= Alexander family hostage crisis =

1997 crime in Taiwan

On the evening of 18 November 1997, South African military attaché McGill Alexander and his family were taken hostage for approximately twenty-one hours by wanted fugitive Chen Chin-hsing in their home in Taipei, Taiwan. Chen forcibly entered the Alexanders' home at approximately 7:00 pm (Taiwan time) that evening. Chen was captured the following day and executed roughly two years later.

==Background==
Chen Chin-hsing had been involved in the murder of Pai Hsiao-yen, the daughter of famed Taiwanese actress Pai Bing-bing and Japanese manga creator Ikki Kajiwara. His wife and two other relatives were imprisoned for their alleged involvement in the murder while he was on the run.

==Incident==
At approximately 7:00 pm Taiwan time, Chen Chin-hsing (陳進興 (Chén Jìnxīng)) forcefully entered the Alexander house via the garage. Upon entry, the first person he encountered was McGill's twelve-year-old daughter, Christine, who was playing the piano at the time. Chen put his arm around Christine's neck, and forced her to walk upstairs to where the rest of the family was located. Once upstairs, Chen instructed Melanie, another daughter of McGill, at gunpoint to call CNN. Melanie called her friend Michael, who worked at CNN, and within an hour, the media was alerted to the situation and police officers surrounded the house.

As police surrounded the house, reports indicate that they taunted Chen. Despite repeated warnings from Chen to stay away, the police advanced towards the house, prompting Chen to open fire with one of his guns while keeping the other pointed at Melanie, whom he had been using as a human shield. After repeated pleading by McGill, Chen released Melanie and took McGill as a human shield instead. At this point, police had already entered the house through the garage door. Chen fired shots at the police as they rushed up the stairs towards him, causing them to retreat to the garage. While firing at the police, one of Chen's shots went through Melanie's wrist and into her back, where it lodged between two arteries in her pelvis. Additionally, McGill was shot in the leg.

===Negotiations===
Chen had promised to release the hostages if Frank Hsieh, a renowned politician (who later became premier), personally negotiated the release of his wife and brother-in-law, at the time sentenced to 12 years and life in prison, respectively.
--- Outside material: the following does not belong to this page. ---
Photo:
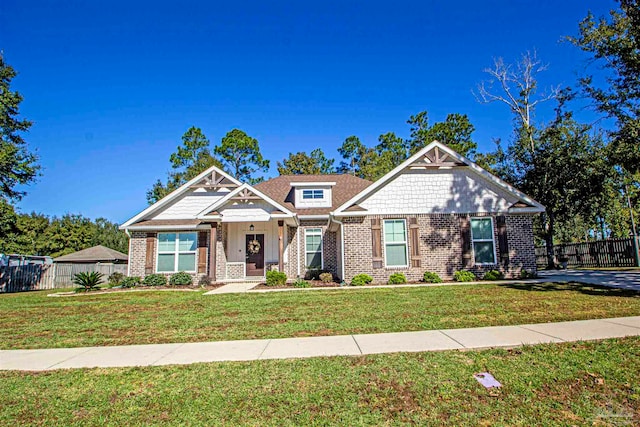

At 9:00 pm Taiwan time, Hsieh arrived, and negotiations started at 10:00. These negotiations were successful in securing the release of McGill and Melanie for treatment of their sustained injuries. Police also brought Chen's wife to the house on the morning of 19 November to help mediate. Further negotiations resulted in the release of the family's foster son and Christine. McGill's wife Anne was the last hostage released by Chen. Her release on 19 November brought an end to the crisis, and the police announced the conclusion of the crisis at 4:00 pm.

===Capture and execution of Chen===
After the hostages were released, police seized Chen. Chen was found guilty on charges including sexual assault, kidnapping, and murder and executed on 6 October 1999.

==Aftermath==
After the incident, the Alexanders publicly forgave Chen before his execution. As a result of the crisis, Taiwanese police developed improved tactics to deal with hostage situations.
McGill Alexander wrote a book about the event entitled Hostage in Taipei, which was published by Cladach Publishing in 2000. The following year, it was translated into Chinese as True Love and published by Cosmax.